A receiving unit that receives the label input, which is given to the unteached data belonging to the group corresponding to the group dictionary selected based on the evaluation value,
The adding unit is
The received label is added to the uninstructed data belonging to the group,
The information processing apparatus according to any one of claims 1 to 11.
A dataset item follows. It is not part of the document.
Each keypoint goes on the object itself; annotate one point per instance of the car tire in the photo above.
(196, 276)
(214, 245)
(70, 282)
An information processing method executed by a computer,
A step of classifying unlabeled untitled data into groups,
Calculating an evaluation value of the group according to the recognition accuracy of the label, with respect to the group dictionary for recognizing the label for the unknown data, which is generated for each group using the uninstructed data belonging to the group; ,
Selecting the group based on the evaluation value,
Assigning a label to the uninstructed data belonging to the selected group,
Information processing method including.

A step of classifying unlabeled untitled data into groups,
Calculating an evaluation value of the group according to the recognition accuracy of the label, with respect to the group dictionary for recognizing the label for the unknown data, which is generated for each group using the uninstructed data belonging to the group; ,
Selecting the group based on the evaluation value,
Assigning a label to the uninstructed data belonging to the selected group,
An information processing program that causes a computer to execute.